Na semana passada, referimos dois temas que praticamente passaram despercebidos na Campanha, a Água e a Energia. Hoje abordamos o segundo, sabendo que os recentes aumentos de preço penalizam empresas e famílias, particularmente estas, sobretudo se forem de parcos recursos. O facto é que, em Portugal, o fenómeno da pobreza energética existe e provoca mortes, todos os anos, devido ao frio. E, entretanto, esse fenómeno convive com uma economia de privilégio no sector, uma herança dos tempos da troika, que ainda não foi revertida.
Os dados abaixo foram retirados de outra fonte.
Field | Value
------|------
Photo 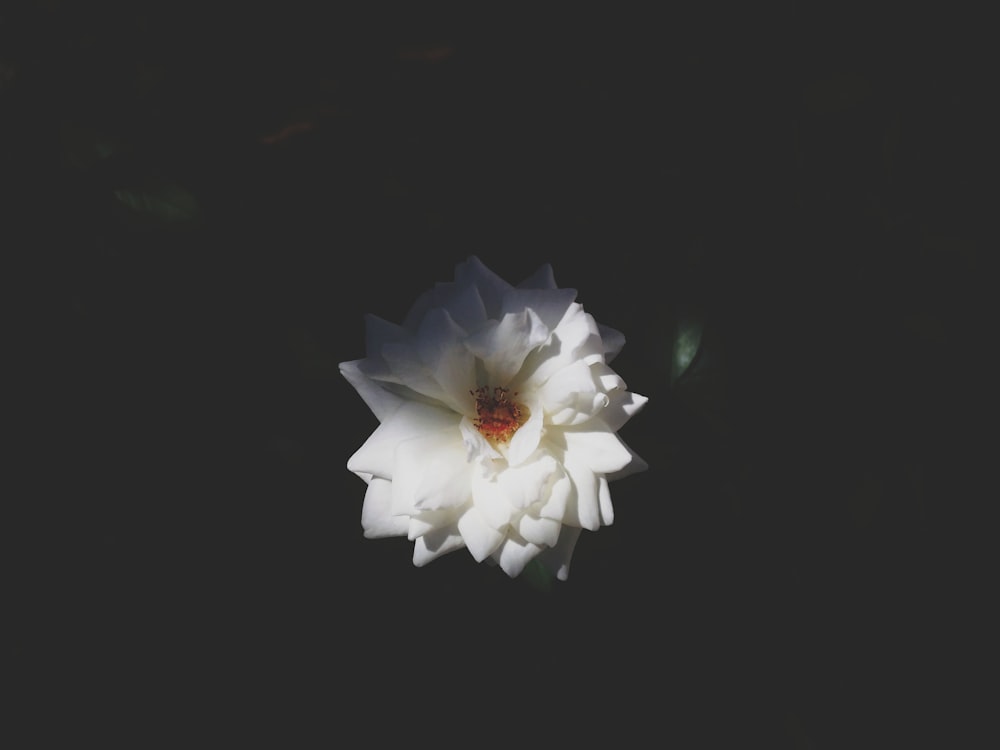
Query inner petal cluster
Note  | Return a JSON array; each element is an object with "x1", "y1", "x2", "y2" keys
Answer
[{"x1": 470, "y1": 385, "x2": 530, "y2": 445}]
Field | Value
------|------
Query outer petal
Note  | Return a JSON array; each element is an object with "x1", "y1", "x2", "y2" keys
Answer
[
  {"x1": 340, "y1": 359, "x2": 403, "y2": 422},
  {"x1": 392, "y1": 429, "x2": 471, "y2": 514},
  {"x1": 538, "y1": 526, "x2": 583, "y2": 581},
  {"x1": 493, "y1": 534, "x2": 542, "y2": 578},
  {"x1": 472, "y1": 471, "x2": 513, "y2": 529},
  {"x1": 347, "y1": 401, "x2": 460, "y2": 479},
  {"x1": 517, "y1": 513, "x2": 563, "y2": 547},
  {"x1": 562, "y1": 426, "x2": 632, "y2": 474},
  {"x1": 507, "y1": 400, "x2": 545, "y2": 466},
  {"x1": 417, "y1": 309, "x2": 476, "y2": 414},
  {"x1": 601, "y1": 391, "x2": 649, "y2": 432},
  {"x1": 597, "y1": 323, "x2": 625, "y2": 362},
  {"x1": 458, "y1": 506, "x2": 504, "y2": 562},
  {"x1": 500, "y1": 289, "x2": 576, "y2": 330},
  {"x1": 466, "y1": 310, "x2": 549, "y2": 385},
  {"x1": 413, "y1": 528, "x2": 465, "y2": 568},
  {"x1": 563, "y1": 458, "x2": 601, "y2": 531},
  {"x1": 361, "y1": 477, "x2": 409, "y2": 539},
  {"x1": 497, "y1": 454, "x2": 561, "y2": 509},
  {"x1": 517, "y1": 263, "x2": 556, "y2": 289},
  {"x1": 455, "y1": 255, "x2": 511, "y2": 318}
]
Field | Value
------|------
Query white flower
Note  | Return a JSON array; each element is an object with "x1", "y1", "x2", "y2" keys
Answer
[{"x1": 340, "y1": 257, "x2": 647, "y2": 580}]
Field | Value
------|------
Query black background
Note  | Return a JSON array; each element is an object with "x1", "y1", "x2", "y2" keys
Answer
[{"x1": 0, "y1": 1, "x2": 990, "y2": 748}]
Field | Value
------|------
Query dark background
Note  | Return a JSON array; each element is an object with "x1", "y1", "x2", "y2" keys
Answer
[{"x1": 0, "y1": 0, "x2": 993, "y2": 749}]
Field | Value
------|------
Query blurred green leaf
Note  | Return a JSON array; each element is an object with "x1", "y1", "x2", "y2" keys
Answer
[
  {"x1": 114, "y1": 182, "x2": 199, "y2": 224},
  {"x1": 670, "y1": 318, "x2": 703, "y2": 383}
]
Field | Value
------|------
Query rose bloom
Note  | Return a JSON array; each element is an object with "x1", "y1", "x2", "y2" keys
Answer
[{"x1": 340, "y1": 257, "x2": 647, "y2": 580}]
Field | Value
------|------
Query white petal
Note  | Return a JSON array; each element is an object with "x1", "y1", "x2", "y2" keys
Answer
[
  {"x1": 538, "y1": 468, "x2": 575, "y2": 522},
  {"x1": 340, "y1": 359, "x2": 403, "y2": 422},
  {"x1": 607, "y1": 443, "x2": 649, "y2": 482},
  {"x1": 382, "y1": 341, "x2": 446, "y2": 403},
  {"x1": 563, "y1": 459, "x2": 601, "y2": 531},
  {"x1": 406, "y1": 508, "x2": 464, "y2": 542},
  {"x1": 347, "y1": 401, "x2": 460, "y2": 479},
  {"x1": 458, "y1": 506, "x2": 504, "y2": 562},
  {"x1": 416, "y1": 309, "x2": 476, "y2": 413},
  {"x1": 507, "y1": 400, "x2": 545, "y2": 466},
  {"x1": 597, "y1": 477, "x2": 615, "y2": 526},
  {"x1": 597, "y1": 323, "x2": 625, "y2": 362},
  {"x1": 455, "y1": 255, "x2": 511, "y2": 318},
  {"x1": 392, "y1": 429, "x2": 468, "y2": 514},
  {"x1": 538, "y1": 526, "x2": 583, "y2": 581},
  {"x1": 361, "y1": 478, "x2": 409, "y2": 539},
  {"x1": 512, "y1": 302, "x2": 603, "y2": 391},
  {"x1": 458, "y1": 417, "x2": 503, "y2": 466},
  {"x1": 413, "y1": 528, "x2": 465, "y2": 568},
  {"x1": 466, "y1": 310, "x2": 549, "y2": 386},
  {"x1": 601, "y1": 391, "x2": 649, "y2": 432},
  {"x1": 472, "y1": 471, "x2": 513, "y2": 530},
  {"x1": 517, "y1": 513, "x2": 562, "y2": 547},
  {"x1": 413, "y1": 435, "x2": 472, "y2": 510},
  {"x1": 500, "y1": 289, "x2": 576, "y2": 330},
  {"x1": 517, "y1": 263, "x2": 557, "y2": 289},
  {"x1": 553, "y1": 426, "x2": 632, "y2": 474},
  {"x1": 497, "y1": 454, "x2": 562, "y2": 509},
  {"x1": 493, "y1": 534, "x2": 542, "y2": 578},
  {"x1": 365, "y1": 313, "x2": 409, "y2": 357}
]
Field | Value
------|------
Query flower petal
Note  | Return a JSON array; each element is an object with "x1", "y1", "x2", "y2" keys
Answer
[
  {"x1": 597, "y1": 477, "x2": 615, "y2": 526},
  {"x1": 507, "y1": 401, "x2": 545, "y2": 466},
  {"x1": 601, "y1": 391, "x2": 649, "y2": 432},
  {"x1": 347, "y1": 401, "x2": 460, "y2": 479},
  {"x1": 417, "y1": 309, "x2": 476, "y2": 415},
  {"x1": 563, "y1": 459, "x2": 601, "y2": 531},
  {"x1": 498, "y1": 289, "x2": 576, "y2": 330},
  {"x1": 561, "y1": 426, "x2": 632, "y2": 474},
  {"x1": 472, "y1": 471, "x2": 513, "y2": 530},
  {"x1": 517, "y1": 513, "x2": 562, "y2": 547},
  {"x1": 466, "y1": 310, "x2": 549, "y2": 386},
  {"x1": 392, "y1": 429, "x2": 468, "y2": 514},
  {"x1": 340, "y1": 359, "x2": 403, "y2": 422},
  {"x1": 538, "y1": 526, "x2": 583, "y2": 581},
  {"x1": 458, "y1": 506, "x2": 504, "y2": 562},
  {"x1": 597, "y1": 323, "x2": 625, "y2": 362},
  {"x1": 512, "y1": 302, "x2": 603, "y2": 390},
  {"x1": 361, "y1": 477, "x2": 409, "y2": 539},
  {"x1": 455, "y1": 255, "x2": 511, "y2": 318},
  {"x1": 413, "y1": 527, "x2": 465, "y2": 568},
  {"x1": 497, "y1": 454, "x2": 562, "y2": 509},
  {"x1": 493, "y1": 534, "x2": 542, "y2": 578},
  {"x1": 517, "y1": 263, "x2": 557, "y2": 289}
]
Aumentos anunciados em Dezembro 2021
A Agência Lusa anunciava, a 28 de Dezembro, um novo ano com aumentos generalizados, entre os quais o da factura de electricidade. O aviso era claro, “Salários e pensões sobem, mas serviços e bens ficam mais caros. O preço da electricidade para as famílias do mercado regulado vai subir, em média, 0,2% no próximo ano…”. Segundo a notícia, a Entidade Reguladora dos Serviços Energéticos (ERSE) havia comunicado que “Para os consumidores que permaneçam no mercado regulado (que representam 5% do consumo total e 915 mil clientes), ou que, estando no mercado livre, tenham optado por tarifa equiparada, a variação média anual das tarifas transitórias de venda a clientes finais em baixa tensão é de 0,2%”.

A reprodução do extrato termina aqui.